Что-то он еще хочет сказать, но молчит или же пока молчит. Но и Стрепетов молчит. У метро «Белорусская» (здесь он, как и в былые времена, вылезает, а Стрепетов поедет дальше) Михайлов вновь начинает говорить:
– Поступить в университет на математический непросто, я это знаю, – не можешь ли посоветовать, порекомендовать кого-нибудь, кто позанимался бы с сыном?
Доверие за доверие. Стрепетов отвечает:
– Я подумаю.
– Сын у меня не темная лошадка, – с расстановкой сообщает Михайлов. – Учится отлично. Но все же надо подстраховаться.
– Разумеется, надо – я подумаю.
Михайлов уже вылез из машины. Стоит, наклонясь большим телом; благодарит, что его подвезли.
– Давай, Юрий, встретимся и обговорим – ты когда будешь у Али?
Стрепетов в некоторой растерянности, однако он не хочет, чтобы растерянность была заметна:
– Не знаю. Возможно, в четверг... Но, возможно, я вообще у нее больше не буду.

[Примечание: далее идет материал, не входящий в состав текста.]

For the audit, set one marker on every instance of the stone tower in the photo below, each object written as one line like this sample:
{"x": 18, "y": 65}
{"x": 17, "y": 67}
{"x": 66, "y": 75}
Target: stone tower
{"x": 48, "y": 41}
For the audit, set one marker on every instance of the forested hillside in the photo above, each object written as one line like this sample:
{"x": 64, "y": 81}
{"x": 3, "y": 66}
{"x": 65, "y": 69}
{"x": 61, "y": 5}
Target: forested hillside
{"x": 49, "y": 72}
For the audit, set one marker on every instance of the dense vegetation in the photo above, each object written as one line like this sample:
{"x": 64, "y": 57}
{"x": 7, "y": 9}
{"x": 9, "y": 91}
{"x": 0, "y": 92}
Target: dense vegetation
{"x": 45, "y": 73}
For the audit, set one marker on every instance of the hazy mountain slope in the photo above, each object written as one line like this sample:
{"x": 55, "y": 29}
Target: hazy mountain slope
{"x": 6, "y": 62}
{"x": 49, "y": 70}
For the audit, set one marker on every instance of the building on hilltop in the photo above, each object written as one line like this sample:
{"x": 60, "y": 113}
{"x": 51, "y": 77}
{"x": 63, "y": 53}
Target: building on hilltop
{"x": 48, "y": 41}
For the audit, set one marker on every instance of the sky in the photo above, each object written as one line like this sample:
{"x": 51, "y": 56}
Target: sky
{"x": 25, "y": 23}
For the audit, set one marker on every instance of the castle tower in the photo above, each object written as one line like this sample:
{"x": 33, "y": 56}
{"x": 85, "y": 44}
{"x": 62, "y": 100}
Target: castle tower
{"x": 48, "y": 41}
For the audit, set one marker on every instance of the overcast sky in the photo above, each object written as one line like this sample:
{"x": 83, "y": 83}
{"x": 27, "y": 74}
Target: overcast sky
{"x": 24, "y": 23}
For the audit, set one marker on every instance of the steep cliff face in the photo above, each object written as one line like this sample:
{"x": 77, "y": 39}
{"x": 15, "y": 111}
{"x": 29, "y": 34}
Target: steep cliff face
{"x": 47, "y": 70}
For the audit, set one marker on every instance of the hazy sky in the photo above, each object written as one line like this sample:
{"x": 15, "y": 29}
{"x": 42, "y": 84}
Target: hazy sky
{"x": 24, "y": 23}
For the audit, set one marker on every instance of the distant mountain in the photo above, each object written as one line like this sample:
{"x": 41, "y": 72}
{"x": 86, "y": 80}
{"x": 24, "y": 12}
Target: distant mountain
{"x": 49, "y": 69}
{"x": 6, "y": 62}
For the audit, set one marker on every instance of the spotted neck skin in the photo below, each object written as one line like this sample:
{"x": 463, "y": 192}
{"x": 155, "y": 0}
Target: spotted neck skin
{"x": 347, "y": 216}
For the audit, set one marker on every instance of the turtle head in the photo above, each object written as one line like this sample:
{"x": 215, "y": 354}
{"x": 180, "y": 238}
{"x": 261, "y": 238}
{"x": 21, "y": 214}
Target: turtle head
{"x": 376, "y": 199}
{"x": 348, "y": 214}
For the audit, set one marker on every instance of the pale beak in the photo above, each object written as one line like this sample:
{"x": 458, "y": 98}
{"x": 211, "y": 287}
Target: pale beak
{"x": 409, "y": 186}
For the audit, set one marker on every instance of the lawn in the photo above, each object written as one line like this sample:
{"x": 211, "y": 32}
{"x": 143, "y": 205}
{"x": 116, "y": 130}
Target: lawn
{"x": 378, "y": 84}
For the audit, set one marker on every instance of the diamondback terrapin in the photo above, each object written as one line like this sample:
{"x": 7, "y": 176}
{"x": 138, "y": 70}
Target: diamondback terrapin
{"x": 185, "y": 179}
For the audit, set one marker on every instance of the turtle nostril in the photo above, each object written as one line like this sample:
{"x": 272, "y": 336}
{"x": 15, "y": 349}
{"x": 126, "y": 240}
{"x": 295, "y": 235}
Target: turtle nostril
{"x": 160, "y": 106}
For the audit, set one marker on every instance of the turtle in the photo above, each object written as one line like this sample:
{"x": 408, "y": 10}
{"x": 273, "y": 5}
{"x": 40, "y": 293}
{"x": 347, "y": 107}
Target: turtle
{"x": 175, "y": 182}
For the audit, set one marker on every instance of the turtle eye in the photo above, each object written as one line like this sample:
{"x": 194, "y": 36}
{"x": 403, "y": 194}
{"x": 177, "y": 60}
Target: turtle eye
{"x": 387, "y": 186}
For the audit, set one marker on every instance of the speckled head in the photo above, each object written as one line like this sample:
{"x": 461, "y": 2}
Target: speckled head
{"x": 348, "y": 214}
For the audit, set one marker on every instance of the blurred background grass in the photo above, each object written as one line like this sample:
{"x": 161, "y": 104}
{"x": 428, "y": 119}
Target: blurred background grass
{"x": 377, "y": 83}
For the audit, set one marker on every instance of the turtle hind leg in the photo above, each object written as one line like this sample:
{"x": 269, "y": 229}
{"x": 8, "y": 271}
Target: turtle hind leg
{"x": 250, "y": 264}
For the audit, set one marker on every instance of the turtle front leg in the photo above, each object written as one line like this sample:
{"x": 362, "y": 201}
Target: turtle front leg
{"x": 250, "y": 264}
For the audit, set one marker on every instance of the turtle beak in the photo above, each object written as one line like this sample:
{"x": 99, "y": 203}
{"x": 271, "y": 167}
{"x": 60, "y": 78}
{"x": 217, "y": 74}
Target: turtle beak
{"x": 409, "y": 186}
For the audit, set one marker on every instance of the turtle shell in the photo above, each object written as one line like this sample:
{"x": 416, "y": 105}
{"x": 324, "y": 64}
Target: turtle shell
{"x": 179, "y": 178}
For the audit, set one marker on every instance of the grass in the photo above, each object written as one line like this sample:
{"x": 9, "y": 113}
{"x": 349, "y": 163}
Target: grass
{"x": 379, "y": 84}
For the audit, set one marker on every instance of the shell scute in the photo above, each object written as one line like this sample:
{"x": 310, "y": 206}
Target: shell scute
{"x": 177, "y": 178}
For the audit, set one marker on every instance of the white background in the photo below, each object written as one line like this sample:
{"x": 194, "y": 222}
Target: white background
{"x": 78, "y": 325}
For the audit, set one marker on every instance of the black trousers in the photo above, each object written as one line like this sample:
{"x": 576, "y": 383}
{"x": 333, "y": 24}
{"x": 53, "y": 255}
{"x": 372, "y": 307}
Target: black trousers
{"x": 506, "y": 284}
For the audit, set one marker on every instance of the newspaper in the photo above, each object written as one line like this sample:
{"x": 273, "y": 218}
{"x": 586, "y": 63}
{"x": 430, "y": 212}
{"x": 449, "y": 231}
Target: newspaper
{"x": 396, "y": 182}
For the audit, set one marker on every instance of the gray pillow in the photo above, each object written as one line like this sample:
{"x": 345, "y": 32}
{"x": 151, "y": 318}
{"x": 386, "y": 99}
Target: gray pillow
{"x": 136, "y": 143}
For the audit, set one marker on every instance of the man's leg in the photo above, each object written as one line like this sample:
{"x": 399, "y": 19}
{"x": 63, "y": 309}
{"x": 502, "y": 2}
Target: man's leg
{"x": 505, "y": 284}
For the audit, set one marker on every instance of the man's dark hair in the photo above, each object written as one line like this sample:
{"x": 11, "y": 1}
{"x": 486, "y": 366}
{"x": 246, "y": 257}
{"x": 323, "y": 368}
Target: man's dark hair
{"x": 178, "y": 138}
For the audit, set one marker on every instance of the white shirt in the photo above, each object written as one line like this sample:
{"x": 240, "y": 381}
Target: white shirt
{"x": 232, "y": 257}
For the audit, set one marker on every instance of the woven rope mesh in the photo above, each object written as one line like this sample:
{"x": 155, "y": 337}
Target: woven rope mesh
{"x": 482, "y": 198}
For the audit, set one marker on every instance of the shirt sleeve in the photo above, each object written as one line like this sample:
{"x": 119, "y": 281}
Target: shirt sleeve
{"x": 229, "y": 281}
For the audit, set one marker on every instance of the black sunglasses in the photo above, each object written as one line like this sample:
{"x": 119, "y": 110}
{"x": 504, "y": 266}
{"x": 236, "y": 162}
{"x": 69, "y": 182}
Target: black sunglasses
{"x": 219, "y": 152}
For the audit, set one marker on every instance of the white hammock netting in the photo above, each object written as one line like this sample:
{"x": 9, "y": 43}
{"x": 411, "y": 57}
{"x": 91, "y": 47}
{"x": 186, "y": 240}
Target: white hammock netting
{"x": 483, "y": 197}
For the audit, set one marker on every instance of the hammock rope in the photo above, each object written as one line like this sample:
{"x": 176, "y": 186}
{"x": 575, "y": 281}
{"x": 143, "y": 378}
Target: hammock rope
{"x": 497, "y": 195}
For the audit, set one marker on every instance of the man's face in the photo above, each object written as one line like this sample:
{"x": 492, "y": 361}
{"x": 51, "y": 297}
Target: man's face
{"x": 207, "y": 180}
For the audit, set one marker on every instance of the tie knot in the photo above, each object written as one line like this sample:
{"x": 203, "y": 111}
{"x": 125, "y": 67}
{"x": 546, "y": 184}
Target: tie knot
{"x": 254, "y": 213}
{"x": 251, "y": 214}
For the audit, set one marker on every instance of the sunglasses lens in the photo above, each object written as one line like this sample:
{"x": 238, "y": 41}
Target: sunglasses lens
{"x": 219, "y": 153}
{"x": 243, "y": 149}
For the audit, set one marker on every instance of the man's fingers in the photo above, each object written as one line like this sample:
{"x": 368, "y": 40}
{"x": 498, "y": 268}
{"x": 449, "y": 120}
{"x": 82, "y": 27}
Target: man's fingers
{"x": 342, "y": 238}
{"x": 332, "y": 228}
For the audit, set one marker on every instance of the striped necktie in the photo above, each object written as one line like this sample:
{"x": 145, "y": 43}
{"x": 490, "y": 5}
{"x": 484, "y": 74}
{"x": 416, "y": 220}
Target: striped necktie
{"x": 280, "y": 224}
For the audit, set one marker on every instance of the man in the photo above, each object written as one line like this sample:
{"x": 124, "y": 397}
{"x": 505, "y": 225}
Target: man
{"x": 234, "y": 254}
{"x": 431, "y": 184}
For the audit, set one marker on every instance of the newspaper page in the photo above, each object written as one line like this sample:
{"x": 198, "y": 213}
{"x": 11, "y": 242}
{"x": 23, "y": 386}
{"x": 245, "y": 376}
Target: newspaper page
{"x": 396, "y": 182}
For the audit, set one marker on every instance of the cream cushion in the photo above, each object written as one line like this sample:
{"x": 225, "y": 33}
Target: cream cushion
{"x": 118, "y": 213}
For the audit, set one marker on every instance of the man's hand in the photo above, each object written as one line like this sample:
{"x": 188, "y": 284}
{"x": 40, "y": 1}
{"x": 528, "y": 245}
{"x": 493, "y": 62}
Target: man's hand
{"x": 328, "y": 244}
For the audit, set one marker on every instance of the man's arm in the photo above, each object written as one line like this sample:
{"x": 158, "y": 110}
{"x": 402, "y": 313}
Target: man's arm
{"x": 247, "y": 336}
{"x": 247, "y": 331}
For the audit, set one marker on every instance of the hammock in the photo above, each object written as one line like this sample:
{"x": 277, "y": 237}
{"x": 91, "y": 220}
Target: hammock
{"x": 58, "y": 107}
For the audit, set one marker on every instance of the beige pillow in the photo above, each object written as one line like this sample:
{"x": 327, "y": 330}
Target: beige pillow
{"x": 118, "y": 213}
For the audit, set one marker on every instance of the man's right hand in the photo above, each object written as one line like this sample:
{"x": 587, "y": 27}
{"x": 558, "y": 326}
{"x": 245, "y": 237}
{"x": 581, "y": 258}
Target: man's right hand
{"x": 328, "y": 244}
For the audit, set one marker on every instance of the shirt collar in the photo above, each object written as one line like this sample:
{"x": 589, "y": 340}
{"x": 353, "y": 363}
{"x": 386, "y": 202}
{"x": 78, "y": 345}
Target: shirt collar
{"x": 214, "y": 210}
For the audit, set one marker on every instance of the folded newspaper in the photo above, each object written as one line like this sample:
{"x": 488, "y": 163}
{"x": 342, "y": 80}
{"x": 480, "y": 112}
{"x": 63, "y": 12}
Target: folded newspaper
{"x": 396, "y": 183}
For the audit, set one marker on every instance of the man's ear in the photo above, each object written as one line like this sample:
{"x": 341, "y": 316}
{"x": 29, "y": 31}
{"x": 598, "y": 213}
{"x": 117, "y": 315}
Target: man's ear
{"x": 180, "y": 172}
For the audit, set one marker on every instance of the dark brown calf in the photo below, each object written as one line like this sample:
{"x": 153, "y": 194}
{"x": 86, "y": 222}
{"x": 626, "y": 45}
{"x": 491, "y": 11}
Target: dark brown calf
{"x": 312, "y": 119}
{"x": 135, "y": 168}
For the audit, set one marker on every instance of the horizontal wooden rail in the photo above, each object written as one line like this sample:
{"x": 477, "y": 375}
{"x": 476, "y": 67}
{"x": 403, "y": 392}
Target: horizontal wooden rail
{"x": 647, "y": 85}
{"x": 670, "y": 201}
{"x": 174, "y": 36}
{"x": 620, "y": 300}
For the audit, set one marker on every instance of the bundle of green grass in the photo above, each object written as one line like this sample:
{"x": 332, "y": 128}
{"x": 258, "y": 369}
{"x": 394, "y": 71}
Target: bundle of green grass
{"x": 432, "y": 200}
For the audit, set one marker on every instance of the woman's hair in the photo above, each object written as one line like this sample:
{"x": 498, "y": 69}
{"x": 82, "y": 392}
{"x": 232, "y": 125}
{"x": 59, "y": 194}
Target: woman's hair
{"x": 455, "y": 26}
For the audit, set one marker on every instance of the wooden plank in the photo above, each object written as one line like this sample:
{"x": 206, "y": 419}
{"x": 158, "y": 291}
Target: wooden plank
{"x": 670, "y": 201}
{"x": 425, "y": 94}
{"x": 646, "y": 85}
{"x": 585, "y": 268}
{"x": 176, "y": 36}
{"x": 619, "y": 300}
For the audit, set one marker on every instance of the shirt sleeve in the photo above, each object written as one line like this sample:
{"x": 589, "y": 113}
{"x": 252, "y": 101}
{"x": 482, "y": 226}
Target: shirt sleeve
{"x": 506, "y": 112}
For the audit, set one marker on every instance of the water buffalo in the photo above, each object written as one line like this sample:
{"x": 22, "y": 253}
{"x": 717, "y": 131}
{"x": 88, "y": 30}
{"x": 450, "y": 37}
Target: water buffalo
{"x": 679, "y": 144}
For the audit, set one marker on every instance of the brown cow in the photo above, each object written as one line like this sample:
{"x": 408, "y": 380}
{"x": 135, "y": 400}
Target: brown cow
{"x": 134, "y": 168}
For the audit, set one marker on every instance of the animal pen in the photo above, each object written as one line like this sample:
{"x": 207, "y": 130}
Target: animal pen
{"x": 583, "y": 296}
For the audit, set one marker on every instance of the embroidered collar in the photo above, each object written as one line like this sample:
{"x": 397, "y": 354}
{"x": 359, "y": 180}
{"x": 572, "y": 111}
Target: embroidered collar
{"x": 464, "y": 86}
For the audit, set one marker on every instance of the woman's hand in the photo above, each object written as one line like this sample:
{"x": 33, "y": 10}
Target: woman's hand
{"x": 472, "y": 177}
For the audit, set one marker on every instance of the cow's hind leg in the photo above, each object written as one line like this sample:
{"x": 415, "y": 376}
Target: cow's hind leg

Если Михайлов уходит – значит, уходит; этот тяжелодум пустых слов не говорит, и если слова его не совсем ясны, то, значит, они попросту промежуточны и недоговорены, но не пусты. По едва уловимым оттенкам Стрепетов догадывается, что Алевтина не знает сказанных в машине слов и, стало быть, Алевтина не знает, что Михайлов от нее уходит: созрело за ее спиной... Однако игра, если это игра, совершенно незнакомая, и Стрепетов не хотел бы сделать неверного хода и шага. Четверг. Он приехал, но он будет сдержан. Он приехал, но будет молчалив.
Стрепетову становится много легче и проще, когда оказывается, что Алевтины дома нет. Дверь ему открывает Михайлов и говорит: «Проходи», – а Алевтины нет.
Она поехала на телевидение: пригласили читать стихи, и, конечно же, для нее и внезапно, и радостно, и, конечно, большая честь – она вернется часа через три, говорит Михайлов, она только-только уехала. По четвертой программе. В девять тридцать. «Так что послушаем сегодня Алечку на голубом экране». Михайлов сияет огромным лицом, он откровенно рад за нее.